Since the announcement, though, no progress has been made, and several sources familiar with the matter told The Times of Israel in December that the plan had effectively been shelved amid Israeli opposition. This has not stopped US officials from insisting that the plan to reopen the mission remains when asked.
Lempert told reporters during a briefing that the issue would be raised but did not specify whether the US is still hoping to see through what had been a campaign promise of US President Joe Biden.
The PA has grown increasingly frustrated with the Biden administration, which on the one hand has renewed relations and aid to the Palestinians, but on the other has largely accepted the Israeli stance that the sides are not ready for a diplomatic initiative.

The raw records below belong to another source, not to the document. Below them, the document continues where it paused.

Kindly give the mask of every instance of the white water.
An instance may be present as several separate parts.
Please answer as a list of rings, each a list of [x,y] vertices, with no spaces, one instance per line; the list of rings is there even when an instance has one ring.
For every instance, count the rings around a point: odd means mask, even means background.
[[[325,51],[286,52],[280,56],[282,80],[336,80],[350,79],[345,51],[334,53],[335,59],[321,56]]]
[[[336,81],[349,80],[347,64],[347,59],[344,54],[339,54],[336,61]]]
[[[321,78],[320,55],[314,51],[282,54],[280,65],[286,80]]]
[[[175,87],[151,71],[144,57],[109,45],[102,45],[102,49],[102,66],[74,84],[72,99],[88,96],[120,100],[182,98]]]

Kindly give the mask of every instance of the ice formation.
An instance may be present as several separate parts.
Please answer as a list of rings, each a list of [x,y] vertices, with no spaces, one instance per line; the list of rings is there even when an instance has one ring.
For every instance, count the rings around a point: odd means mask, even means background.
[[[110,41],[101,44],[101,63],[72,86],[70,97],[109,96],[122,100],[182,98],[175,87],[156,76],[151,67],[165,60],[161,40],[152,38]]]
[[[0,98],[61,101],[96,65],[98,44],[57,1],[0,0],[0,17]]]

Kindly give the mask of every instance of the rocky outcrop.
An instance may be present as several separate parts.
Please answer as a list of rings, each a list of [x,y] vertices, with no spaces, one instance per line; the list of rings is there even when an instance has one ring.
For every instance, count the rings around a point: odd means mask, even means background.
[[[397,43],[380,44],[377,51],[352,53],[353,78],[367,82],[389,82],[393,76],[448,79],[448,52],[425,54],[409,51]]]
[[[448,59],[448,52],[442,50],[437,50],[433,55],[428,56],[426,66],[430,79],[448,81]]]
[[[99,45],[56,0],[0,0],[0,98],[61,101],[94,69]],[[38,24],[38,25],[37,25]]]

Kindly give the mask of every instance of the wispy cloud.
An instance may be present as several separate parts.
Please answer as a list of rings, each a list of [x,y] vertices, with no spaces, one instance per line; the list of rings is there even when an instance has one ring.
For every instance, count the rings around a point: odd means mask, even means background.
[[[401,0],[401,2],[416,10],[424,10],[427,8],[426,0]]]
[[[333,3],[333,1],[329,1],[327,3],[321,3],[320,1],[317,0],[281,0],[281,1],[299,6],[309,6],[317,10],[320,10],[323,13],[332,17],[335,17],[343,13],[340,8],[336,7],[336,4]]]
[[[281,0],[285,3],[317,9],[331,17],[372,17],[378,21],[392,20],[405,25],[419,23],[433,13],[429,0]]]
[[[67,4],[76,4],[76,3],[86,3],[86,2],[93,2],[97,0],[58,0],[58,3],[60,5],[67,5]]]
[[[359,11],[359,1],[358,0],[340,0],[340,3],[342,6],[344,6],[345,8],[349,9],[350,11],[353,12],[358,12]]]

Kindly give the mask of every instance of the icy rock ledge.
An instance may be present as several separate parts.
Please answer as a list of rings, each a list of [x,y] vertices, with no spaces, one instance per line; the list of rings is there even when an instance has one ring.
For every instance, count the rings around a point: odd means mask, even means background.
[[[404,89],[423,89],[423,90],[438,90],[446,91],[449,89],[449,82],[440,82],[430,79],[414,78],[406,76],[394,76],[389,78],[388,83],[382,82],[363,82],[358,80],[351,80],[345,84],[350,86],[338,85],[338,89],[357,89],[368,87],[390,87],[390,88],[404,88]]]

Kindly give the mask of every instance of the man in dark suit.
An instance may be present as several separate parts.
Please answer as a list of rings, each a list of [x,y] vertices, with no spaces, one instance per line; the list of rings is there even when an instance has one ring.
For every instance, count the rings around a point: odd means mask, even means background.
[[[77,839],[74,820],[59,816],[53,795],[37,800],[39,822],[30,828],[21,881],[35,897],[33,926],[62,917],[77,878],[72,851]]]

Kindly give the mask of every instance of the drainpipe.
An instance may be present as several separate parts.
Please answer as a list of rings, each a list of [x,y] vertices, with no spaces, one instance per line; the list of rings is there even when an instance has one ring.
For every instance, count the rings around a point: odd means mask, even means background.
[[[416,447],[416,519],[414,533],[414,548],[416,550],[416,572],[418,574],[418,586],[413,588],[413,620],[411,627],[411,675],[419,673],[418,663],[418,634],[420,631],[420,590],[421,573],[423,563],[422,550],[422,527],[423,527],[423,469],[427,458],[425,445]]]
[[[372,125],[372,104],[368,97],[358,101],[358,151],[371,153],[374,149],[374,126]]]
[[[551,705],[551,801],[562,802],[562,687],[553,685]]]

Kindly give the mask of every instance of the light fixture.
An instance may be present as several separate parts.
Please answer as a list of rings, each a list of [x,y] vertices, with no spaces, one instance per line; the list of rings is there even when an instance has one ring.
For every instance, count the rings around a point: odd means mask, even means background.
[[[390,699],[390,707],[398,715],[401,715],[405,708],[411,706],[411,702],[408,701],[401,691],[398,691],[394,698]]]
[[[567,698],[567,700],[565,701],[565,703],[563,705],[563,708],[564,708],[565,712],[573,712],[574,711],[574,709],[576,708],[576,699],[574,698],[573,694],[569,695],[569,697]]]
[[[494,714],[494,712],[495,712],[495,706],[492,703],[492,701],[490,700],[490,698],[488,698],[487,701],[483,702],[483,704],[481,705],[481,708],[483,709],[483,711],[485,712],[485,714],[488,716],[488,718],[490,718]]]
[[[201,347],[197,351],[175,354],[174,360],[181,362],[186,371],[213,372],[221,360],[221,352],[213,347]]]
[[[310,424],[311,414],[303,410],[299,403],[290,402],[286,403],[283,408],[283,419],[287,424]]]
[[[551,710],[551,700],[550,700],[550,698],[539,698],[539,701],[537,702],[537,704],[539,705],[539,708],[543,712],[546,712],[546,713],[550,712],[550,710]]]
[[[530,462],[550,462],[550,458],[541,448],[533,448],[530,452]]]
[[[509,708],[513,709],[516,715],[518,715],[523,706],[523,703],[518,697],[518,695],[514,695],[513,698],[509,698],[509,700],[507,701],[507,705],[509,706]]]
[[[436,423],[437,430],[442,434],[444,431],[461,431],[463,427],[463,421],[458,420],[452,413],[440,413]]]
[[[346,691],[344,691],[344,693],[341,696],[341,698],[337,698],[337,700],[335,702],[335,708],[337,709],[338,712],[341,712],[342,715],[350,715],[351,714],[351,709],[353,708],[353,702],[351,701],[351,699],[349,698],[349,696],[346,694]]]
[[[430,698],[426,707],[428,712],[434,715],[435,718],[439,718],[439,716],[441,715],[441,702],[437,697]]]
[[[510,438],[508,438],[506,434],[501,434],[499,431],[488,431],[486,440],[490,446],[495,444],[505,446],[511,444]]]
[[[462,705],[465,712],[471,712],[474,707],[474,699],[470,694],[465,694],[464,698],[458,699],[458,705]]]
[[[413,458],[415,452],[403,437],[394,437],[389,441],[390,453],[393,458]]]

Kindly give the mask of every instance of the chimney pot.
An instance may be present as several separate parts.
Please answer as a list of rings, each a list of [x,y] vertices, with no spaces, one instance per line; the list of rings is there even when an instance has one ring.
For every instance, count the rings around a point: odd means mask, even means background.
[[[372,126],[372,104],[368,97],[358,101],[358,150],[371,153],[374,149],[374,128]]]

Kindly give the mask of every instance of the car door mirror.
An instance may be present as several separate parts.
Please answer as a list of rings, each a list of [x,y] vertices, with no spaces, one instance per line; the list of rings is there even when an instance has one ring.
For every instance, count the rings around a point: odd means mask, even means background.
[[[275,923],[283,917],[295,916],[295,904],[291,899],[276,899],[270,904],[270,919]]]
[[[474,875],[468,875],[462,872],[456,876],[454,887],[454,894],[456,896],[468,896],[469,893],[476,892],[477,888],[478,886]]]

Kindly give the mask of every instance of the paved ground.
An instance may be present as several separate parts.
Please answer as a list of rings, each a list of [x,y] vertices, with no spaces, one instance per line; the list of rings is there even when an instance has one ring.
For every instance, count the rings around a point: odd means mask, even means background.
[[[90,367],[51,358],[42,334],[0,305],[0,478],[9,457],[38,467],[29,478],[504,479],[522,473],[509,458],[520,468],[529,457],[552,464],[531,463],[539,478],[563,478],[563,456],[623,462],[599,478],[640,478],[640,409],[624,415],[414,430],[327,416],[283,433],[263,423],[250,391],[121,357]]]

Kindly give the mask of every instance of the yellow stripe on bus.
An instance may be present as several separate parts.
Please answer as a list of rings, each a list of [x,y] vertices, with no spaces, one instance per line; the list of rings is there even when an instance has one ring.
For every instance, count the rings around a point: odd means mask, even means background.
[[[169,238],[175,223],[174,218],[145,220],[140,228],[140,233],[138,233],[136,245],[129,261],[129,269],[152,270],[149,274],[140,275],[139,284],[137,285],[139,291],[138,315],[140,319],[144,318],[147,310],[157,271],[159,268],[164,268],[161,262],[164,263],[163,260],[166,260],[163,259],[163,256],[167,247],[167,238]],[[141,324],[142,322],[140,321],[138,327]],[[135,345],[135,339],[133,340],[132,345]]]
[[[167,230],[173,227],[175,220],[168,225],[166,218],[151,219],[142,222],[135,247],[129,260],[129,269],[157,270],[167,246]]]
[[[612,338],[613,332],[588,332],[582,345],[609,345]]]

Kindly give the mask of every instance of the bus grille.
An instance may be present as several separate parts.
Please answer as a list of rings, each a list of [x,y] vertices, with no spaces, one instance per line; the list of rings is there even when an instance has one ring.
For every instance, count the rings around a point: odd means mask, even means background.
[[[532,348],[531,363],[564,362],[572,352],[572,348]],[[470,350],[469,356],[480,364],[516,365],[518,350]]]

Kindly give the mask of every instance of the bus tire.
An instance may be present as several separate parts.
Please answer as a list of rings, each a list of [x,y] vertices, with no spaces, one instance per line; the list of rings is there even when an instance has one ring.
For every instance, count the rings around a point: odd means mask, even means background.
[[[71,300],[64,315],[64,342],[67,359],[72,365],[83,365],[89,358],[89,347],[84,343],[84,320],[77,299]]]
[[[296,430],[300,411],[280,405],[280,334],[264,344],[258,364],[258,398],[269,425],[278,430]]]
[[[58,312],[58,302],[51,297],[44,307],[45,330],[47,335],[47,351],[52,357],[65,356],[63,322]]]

Facing an ever-intensifying financial crisis, officials in Ramallah say they don’t have the luxury of waiting things out.
Abbas is also slated to host Jordan’s King Abdullah next week, raising speculation that Blinken’s stop in Ramallah may coincide with the Hashemite monarch’s.
While in Morocco, Blinken will meet with Moroccan Foreign Minister Nasser Bourita as well as the UAE crown prince, in an apparent effort to improve strained relations with Abu Dhabi, which seethed over what it says was a lack of US support amid missile attacks by Houthi rebels from Yemen. The UAE has pressed the administration to re-designate the Iran-backed Houthis as a terror organization, a label Biden removed shortly after entering office.
In Algeria, Blinken will meet with Algerian President Abdelmadjid Tebboune and Foreign Minister Ramtane Lamamra and also inaugurate the US as the “Country of Honor at the Algiers International Trade Fair, the largest trade show of its kind in Africa,” the State Department said.